Aiza mengangguk diiringi senyuman tipis, walau Bokuto tak dapat melihatnya. "Iya."

"Ayo, kau harus tidur!" Suara ajakan terdengar, hendak menghindari keheningan di antara mereka. Terlebih pertanyaan mengenai "kenapa belum tidur?" tidak dijawab oleh Aiza.

"Koutarou tidak mau tidur?"

"Nanggung, toh yang lain juga ada yang lanjut nonton film jadi habis ini aku mau ikutan nonton aja," jawabnya. "Atau mau aku nyanyiin biar bisa tidur?"

"Hah? Jangan coba-coba untuk nyanyi di ruangan ini, Bokkun!" Terdengar keluhan di seberang sana yang Aiza pastikan itu suara Miya Atsumu, rekan setim kekasihnya. Tercipta kekehan kala dirinya mendengar suara tersebut lalu kembali memasang telinga dengan seksama ketika Bokuto protes dengan rekannya.

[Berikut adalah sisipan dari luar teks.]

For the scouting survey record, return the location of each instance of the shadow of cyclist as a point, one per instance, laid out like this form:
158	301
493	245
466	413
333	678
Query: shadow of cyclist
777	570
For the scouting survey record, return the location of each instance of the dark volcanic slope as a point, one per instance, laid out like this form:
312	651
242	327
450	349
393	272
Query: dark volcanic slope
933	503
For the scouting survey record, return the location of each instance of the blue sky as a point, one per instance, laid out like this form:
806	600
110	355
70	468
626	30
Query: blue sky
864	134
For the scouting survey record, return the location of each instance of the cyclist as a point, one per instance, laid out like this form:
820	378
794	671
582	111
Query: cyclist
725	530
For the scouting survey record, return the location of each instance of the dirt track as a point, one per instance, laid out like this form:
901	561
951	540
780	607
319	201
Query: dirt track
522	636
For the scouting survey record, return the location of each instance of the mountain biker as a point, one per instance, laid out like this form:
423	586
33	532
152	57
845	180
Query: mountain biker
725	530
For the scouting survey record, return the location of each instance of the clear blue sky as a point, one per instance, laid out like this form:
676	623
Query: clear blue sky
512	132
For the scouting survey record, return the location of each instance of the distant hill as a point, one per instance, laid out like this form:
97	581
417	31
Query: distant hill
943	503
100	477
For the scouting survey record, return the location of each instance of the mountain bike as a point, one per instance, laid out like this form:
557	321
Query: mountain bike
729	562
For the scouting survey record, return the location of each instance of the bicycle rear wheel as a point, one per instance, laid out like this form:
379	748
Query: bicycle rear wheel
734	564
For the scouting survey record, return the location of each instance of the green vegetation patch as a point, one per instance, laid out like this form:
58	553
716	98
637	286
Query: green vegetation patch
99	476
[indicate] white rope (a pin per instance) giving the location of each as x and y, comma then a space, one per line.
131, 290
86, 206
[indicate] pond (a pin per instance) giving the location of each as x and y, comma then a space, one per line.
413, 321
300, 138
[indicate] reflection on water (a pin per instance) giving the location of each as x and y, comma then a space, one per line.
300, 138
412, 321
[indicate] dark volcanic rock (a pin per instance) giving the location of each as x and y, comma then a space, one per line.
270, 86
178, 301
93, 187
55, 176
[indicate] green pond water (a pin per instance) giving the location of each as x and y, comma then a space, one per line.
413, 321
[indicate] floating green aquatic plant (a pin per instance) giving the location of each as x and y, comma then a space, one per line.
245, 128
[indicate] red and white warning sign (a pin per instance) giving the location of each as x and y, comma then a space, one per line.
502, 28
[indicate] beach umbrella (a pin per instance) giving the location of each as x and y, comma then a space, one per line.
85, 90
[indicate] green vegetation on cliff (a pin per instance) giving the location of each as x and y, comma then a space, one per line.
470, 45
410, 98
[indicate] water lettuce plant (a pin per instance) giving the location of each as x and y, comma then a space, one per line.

"Suka-suka aku dong! Suaraku juga."

"Sebentar lagi aku tidur, kok." Aiza menjawab dengan cepat. "Lagipula disini hujan, sangat mendukung untuk tidur."

"Oh~ Di sana hujan? Deras tidak? Ada guntur atau petir? Kalau ada langsung hubungi aku loh ya!"

Lagi-lagi ia tersenyum karena perlakuan Bokuto padanya. Ia menginginkan pria itu di sisinya sekarang, tapi jarak dan waktu benar-benar tak memungkinkan. Namun, hanya dengan mendengar suaranya saja sudah cukup.

"Oke, aku tutup ya?"

"Jangan!" cegah Bokuto dengan cepat. "Aku harus memastikan kau sudah tidur. Gimana kalau aku nyanyikan sebuah lagu untukmu?"

"Sudah kubilang jangan nyanyi di ruangan ini!" Terdengar lagi protes dari orang yang sama, membuat Bokuto mencibir.

"Aku akan nyanyi sekarang!"

Baru saja pria bernetra keemasan itu menarik napas, hendak mengeluarkan suaranya dan bernyanyi tiba-tiba saja rekannya menghampiri dan mencegahnya untuk bernyanyi. Tahulah, suara Bokuto itu hampir sama seperti tikus terjepit pintu. Lama-lama telinga orang yang mendengarnya bisa sakit.

"Hei, kalian ini mengganggu aku pacaran aja tahu gak?!"

"Kalau mau pacaran jangan disini! Bikin jomblo iri aja." Orang yang sama yaitu Atsumu, protes dengan rekannya.

Aiza menarik selimut dan menggulung diri, menyisakan kepalanya yang tidak tertutupi selimut. Entah karena rasa rindu yang telah terbayar, tiba-tiba saja ia merasa ngantuk. Ponsel masih menempel pada telinga, tetapi matanya perlahan terpejam dan mulai masuk ke alam mimpi.

Di seberang sana, setelah menyelesaikan adu mulut dengan rekannya, Bokuto menempelkan ponselnya kembali dan memanggil wanitanya.

"Halo~ Apakah Takahara Aiza ada disana?" Ia menunggu cukup lama, tetapi tak ada jawaban dari pihak yang dihubungi membuat senyuman tipis terulas. "Selamat tidur, sayangku."